Commentators have compared Peter Jackson's 2001–2003 The Lord of the Rings film trilogy with the book on which it was based, J. R. R. Tolkien's 1954–1955 The Lord of the Rings, remarking that while both have been extremely successful commercially, the film version does not necessarily capture the intended meaning of the book. They have admired Jackson's ability to film the long and complex work at all; the beauty of the cinematography, sets, and costumes; the quality of the music; and the epic scale of his version of Tolkien's story. They have, however, found the characters and the story greatly weakened by Jackson's emphasis on action and violence at the expense of psychological depth; the loss of Tolkien's emphasis on free will and individual responsibility; the flattening out of Tolkien's balanced treatment of evil to a simple equation of the One Ring with evil; and the replacement of Frodo's inner journey by an American "hero's journey" or monomyth with Aragorn as the hero.
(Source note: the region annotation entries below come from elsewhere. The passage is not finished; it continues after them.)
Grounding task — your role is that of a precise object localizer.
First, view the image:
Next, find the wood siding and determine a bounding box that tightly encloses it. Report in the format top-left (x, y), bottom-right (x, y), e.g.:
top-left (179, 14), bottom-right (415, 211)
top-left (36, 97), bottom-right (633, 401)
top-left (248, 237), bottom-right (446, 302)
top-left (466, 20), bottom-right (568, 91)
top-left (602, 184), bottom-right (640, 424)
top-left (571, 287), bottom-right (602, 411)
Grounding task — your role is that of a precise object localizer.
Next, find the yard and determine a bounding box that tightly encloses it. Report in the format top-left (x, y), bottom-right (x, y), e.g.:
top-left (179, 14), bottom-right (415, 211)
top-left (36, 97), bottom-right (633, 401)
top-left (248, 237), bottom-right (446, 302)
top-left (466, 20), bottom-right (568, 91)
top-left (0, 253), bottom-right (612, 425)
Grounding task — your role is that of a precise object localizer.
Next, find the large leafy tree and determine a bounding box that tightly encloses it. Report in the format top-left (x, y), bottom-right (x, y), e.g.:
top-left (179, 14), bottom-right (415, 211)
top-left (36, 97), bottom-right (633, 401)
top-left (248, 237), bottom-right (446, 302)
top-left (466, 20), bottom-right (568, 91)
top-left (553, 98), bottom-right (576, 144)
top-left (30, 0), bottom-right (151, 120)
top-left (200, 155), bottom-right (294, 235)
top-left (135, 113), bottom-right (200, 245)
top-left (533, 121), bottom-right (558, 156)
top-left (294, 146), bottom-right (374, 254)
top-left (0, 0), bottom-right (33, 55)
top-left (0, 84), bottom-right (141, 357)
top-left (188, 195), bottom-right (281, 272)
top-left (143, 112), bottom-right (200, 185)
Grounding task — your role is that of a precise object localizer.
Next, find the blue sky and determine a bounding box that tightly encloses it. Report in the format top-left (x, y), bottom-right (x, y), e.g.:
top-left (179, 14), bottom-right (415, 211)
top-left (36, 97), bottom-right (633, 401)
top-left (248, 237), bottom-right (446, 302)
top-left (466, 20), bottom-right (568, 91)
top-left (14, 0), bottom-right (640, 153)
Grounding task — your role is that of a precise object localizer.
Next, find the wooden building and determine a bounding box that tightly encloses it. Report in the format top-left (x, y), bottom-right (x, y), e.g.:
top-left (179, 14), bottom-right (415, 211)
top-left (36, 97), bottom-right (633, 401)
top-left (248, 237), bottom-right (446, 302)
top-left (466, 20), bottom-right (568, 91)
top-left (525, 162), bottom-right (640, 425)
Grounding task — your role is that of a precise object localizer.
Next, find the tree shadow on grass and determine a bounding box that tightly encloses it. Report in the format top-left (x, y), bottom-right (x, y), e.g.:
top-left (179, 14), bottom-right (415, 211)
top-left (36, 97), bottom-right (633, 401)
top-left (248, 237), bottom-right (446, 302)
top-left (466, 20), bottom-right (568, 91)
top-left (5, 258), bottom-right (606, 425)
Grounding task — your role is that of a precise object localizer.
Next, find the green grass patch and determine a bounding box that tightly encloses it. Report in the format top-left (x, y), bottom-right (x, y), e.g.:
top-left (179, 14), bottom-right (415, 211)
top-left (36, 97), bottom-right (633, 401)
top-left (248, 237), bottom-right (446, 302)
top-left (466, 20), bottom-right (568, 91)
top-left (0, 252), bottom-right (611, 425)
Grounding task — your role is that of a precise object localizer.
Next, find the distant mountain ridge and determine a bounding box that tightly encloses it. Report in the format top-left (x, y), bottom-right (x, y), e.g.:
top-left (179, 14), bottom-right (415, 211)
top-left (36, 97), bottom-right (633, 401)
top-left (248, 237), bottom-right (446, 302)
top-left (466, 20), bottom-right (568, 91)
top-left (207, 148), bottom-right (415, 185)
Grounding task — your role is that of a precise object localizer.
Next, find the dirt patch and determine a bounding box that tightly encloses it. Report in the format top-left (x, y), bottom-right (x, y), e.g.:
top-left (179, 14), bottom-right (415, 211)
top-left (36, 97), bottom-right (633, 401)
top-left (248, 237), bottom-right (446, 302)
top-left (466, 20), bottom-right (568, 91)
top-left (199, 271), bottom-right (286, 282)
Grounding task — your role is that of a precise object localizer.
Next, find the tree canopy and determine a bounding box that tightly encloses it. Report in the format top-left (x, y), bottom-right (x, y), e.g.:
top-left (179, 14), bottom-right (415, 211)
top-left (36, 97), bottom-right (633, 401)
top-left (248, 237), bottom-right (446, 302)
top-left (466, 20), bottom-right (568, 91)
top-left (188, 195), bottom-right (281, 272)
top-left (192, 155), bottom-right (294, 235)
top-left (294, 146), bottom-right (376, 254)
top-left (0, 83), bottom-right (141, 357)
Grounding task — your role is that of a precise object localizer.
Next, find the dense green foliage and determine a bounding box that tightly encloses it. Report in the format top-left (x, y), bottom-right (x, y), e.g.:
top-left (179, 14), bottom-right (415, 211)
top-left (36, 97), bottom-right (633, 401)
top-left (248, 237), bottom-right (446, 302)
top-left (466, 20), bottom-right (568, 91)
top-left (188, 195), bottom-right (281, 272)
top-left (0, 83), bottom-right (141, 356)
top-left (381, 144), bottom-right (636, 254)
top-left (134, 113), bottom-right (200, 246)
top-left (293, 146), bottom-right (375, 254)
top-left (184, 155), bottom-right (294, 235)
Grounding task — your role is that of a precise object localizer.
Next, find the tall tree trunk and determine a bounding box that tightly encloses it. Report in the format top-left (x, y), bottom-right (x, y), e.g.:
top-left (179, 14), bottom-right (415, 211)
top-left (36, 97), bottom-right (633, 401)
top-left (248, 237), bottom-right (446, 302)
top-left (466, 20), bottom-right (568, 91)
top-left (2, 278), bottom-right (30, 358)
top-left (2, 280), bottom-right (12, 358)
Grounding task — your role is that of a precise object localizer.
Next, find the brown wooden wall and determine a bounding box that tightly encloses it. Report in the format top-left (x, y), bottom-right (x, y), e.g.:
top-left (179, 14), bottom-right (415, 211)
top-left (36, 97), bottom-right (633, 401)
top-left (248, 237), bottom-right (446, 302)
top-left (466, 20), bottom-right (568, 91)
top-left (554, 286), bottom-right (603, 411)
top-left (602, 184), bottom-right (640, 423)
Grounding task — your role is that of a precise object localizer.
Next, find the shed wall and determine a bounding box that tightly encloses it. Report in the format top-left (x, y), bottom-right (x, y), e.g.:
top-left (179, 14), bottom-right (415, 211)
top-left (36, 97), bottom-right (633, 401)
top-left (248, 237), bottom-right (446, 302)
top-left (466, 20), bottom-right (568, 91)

Commentators have admired the simultaneous use of images, words, and music to convey emotion, evoking the appearance of Middle-earth, creating wonderfully believable creatures, and honouring Tolkien's Catholic vision with images that can work also for non-Christians.

Fans, actors, critics, and scholars have seen Jackson's version as a success: on its own terms, as an adaptation of Tolkien, and as going beyond Tolkien into a sort of modern folklore. The development of fan films such as Born of Hope and The Hunt for Gollum, and of a modern folklore with characters such as elves, dwarves, wizards, and halflings, all derived from Jackson's rendering of Tolkien, have been viewed as measures of this success.